É possível concluir, dentro dos limites do presente ensaio, que o mundo precisa da economia, porém, não da economia neoclássica apenas; precisa de uma ciência econômica que seja capaz de dialogar com a sociedade e de colaborar para a transição de uma economia ambiental para uma economia ecológica.
Restou demonstrado que a economia ambiental e a microeconômica não respondem adequadamente aos problemas ambiental e, ainda, que a análise de bem-estar de uma sociedade não pode ser medida pelo Produto Interno Bruto.

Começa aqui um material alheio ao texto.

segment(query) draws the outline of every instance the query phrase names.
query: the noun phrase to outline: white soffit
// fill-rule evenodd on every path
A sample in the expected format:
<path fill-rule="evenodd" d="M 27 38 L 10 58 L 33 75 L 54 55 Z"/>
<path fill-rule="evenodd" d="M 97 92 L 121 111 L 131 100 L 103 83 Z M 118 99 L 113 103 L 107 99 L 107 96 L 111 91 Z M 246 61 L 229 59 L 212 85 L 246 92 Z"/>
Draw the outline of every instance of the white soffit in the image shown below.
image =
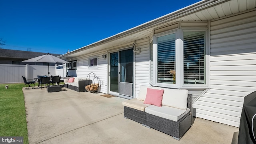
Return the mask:
<path fill-rule="evenodd" d="M 213 20 L 256 7 L 256 0 L 202 0 L 58 57 L 67 59 L 148 38 L 154 29 L 179 21 Z"/>

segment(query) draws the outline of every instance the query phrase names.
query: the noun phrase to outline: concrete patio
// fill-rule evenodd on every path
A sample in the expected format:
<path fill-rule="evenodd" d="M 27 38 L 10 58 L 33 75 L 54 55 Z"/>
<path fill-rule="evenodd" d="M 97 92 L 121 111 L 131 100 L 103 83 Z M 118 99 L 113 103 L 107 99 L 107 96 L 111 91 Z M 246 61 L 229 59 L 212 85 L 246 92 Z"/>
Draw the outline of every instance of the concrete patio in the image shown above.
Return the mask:
<path fill-rule="evenodd" d="M 126 99 L 62 88 L 24 90 L 29 143 L 237 144 L 239 128 L 194 118 L 178 141 L 123 118 Z"/>

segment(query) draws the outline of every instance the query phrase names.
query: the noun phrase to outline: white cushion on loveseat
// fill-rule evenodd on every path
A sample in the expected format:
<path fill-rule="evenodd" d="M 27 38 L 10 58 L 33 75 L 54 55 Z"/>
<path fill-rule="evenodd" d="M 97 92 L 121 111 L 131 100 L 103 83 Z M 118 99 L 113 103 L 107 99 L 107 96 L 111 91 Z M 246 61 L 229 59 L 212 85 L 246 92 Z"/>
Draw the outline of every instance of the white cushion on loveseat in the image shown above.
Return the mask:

O texto caracterizou, por fim, que para alcançar a sustentabilidade global é necessária certa radicalidade nas ações relacionadas com o crescimento econômico e com o conceito de prosperidade, enfatizando a urgente reversão da posição antropocêntrica da sociedade em relação ao meio ambiente; implementando, em especial nos países desenvolvidos, a ideia de crescimento econômico zero e dissociando prosperidade de consumo, em razão de serem conceitos distintos.
Notas e Referências
[1] Artigo escrito a partir das provocações oriundas da disciplina economia e política de recursos naturais e meio ambiente, ministrada pelo Professor Peter H. May, no programa de pós-graduação de Ciências Sociais em Desenvolvimento, Agricultura e Sociedade da Universidade Federal Rural do Rio de Janeiro
[2] FORRESTER, Viviane. O horror econômico. São Paulo. Ed. Universidade Paulista, 1997.
[3] BALLESTERO, M,H. Economía ambiental y economia ecológica: um balance crítico de su relación.Economía y Sociedad. Costa Rica, V. 13, n. 33-34, p. 55-65, dez. 2008. Disponível em: Acesso em: 10 maio 2018.
[4]MAY, Peter H. Economia do meio ambiente: teoria e prática. 3ª ed. Rio de Janeiro: Elsevir, 2018.